Lingala is a Bantu contact language spoken by over ten million first- and
second-language speakers in the Congo basin of western central Africa. The
data were gathered from a multilingual, multiethnic group of women who are
members of an African Indigenous Church in the Republic of Congo.
Ethnographic methods governed how the data were collected; the
transcription of conversations and meetings served as a first step in
analysis. I relied on principles of conversation analysis, discourse
analysis and the analysis of the frequencies and distributions of types of
utterances to determine the grammatical forms of directives and the
patterns of their use in three interactional contexts.
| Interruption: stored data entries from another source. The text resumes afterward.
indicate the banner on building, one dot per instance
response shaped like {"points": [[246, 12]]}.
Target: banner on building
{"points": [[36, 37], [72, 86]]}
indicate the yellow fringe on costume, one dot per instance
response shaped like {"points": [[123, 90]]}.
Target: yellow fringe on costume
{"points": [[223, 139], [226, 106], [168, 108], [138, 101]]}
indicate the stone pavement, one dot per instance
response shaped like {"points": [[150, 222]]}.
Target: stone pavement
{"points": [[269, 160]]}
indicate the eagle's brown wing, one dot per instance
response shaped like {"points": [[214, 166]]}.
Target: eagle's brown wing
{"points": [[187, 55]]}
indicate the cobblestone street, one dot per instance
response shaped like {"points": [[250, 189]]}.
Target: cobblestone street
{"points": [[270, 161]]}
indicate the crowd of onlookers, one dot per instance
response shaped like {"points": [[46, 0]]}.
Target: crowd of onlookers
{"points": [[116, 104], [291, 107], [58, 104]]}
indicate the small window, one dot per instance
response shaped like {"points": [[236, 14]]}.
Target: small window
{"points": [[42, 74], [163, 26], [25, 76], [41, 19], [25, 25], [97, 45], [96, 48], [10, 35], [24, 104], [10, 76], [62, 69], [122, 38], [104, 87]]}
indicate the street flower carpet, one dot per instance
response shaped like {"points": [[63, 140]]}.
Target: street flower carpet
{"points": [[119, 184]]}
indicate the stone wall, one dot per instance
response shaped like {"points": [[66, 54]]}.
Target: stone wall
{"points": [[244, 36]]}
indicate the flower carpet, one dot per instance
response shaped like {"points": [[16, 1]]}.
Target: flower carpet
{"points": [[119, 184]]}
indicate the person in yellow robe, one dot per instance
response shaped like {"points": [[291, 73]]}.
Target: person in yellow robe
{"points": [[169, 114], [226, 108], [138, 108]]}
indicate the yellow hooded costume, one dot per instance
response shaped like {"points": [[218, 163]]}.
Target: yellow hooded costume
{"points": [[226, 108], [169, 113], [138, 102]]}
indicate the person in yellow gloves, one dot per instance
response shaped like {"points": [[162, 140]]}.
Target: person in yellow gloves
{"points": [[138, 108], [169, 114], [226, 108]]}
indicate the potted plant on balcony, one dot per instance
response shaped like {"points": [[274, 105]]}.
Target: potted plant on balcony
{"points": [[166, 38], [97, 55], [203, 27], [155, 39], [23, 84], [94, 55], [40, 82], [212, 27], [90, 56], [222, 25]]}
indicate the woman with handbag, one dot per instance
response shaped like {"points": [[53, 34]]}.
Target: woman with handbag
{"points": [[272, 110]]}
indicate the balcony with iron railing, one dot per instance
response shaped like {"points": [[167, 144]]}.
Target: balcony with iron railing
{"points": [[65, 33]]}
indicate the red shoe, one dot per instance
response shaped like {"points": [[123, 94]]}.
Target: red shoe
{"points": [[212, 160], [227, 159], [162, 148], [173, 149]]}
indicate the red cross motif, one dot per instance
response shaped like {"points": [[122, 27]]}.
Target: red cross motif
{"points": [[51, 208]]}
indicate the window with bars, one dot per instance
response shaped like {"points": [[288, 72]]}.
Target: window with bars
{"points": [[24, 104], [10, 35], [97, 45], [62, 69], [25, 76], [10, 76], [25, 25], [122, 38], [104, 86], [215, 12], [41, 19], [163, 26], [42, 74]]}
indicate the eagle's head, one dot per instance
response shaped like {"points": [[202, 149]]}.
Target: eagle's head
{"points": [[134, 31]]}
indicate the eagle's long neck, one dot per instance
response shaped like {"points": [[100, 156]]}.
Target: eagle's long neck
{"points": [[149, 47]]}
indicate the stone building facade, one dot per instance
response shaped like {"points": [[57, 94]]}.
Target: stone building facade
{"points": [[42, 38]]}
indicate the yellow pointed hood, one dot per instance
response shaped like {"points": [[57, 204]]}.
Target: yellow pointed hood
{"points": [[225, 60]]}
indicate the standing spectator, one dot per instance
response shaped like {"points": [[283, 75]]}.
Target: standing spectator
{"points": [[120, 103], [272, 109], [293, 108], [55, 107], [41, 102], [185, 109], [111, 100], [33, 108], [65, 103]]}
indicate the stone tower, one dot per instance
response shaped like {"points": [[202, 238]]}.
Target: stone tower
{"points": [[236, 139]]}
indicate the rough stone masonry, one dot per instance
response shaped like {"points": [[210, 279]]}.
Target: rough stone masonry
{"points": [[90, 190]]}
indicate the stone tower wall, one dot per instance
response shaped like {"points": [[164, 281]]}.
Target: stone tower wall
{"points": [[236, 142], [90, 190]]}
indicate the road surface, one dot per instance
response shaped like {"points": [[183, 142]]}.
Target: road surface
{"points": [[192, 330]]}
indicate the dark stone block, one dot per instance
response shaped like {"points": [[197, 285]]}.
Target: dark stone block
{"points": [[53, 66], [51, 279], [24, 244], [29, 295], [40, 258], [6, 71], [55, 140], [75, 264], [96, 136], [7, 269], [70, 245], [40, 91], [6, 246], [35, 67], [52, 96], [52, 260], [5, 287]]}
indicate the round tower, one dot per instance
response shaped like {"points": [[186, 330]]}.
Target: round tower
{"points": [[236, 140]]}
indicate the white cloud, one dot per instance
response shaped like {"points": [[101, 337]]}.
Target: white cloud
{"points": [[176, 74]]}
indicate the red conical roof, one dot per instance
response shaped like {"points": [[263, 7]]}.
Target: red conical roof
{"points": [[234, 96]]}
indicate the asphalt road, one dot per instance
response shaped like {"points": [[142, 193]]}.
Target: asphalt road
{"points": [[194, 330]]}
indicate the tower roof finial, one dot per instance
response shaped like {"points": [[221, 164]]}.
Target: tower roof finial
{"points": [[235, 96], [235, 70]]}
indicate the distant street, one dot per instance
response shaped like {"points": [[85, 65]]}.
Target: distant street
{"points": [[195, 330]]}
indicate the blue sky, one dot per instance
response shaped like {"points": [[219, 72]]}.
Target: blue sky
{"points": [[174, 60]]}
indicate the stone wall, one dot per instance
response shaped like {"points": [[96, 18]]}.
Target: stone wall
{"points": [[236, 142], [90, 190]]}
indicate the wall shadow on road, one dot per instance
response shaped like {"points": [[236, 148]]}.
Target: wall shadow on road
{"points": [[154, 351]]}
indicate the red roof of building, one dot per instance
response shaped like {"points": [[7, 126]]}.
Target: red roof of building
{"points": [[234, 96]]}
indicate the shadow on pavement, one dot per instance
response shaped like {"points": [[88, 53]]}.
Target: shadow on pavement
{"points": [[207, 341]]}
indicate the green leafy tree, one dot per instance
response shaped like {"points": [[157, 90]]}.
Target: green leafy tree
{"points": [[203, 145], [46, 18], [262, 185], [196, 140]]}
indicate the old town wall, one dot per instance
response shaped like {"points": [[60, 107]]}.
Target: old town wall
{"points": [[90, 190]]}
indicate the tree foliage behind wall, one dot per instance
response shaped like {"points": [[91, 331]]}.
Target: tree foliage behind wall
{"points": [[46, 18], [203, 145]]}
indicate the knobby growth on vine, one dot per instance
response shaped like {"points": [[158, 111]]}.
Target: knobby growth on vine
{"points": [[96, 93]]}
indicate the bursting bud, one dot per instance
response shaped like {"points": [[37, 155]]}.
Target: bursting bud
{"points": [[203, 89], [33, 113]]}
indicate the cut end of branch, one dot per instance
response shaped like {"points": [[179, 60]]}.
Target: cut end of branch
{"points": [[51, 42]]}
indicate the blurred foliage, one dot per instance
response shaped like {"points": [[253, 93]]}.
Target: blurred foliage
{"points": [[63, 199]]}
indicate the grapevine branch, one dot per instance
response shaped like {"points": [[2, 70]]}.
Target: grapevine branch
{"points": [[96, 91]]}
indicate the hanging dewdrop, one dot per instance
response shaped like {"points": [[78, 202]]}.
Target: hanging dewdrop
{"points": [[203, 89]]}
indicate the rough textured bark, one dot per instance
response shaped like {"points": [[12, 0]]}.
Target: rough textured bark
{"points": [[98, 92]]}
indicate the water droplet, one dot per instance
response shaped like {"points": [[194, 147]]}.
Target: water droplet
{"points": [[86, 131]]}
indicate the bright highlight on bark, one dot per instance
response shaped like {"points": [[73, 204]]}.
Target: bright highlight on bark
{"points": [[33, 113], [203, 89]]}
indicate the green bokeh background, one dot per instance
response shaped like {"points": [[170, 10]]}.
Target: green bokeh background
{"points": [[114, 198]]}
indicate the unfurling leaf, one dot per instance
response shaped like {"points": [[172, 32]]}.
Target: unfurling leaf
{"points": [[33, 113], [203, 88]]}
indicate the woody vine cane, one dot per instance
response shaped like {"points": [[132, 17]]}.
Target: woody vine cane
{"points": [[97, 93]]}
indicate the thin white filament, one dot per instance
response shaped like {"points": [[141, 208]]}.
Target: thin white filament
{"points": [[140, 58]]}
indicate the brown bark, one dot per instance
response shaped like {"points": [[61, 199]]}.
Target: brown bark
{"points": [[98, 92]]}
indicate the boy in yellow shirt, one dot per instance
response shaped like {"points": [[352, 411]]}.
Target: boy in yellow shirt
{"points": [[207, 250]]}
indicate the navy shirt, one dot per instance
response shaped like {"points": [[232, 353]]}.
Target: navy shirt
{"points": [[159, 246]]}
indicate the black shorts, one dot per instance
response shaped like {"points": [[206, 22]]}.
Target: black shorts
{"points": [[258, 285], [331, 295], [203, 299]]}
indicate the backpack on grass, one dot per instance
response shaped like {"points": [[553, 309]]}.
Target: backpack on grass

The study begins with a description of the ethnographic context, including
the region's history, the languages and gender of the participants and the
religious context of their interactions. The analysis focuses on three
directive forms: rhetorical questions, coordinating commands and ritual
language used in prayer. For each type of directive I discuss the
relationship between the form and its interactional context and provide
examples that illustrate its structural features and how participants
recognize them as directives, as well as discussing the source of their
directive force. The use of these directives requires experience in the
church context, knowledge of the interactional practices of the group and
accompanying linguistic skills, which are unequally distributed among the
group's members and produce a social organization dominated by the most
knowledgeable and experienced members.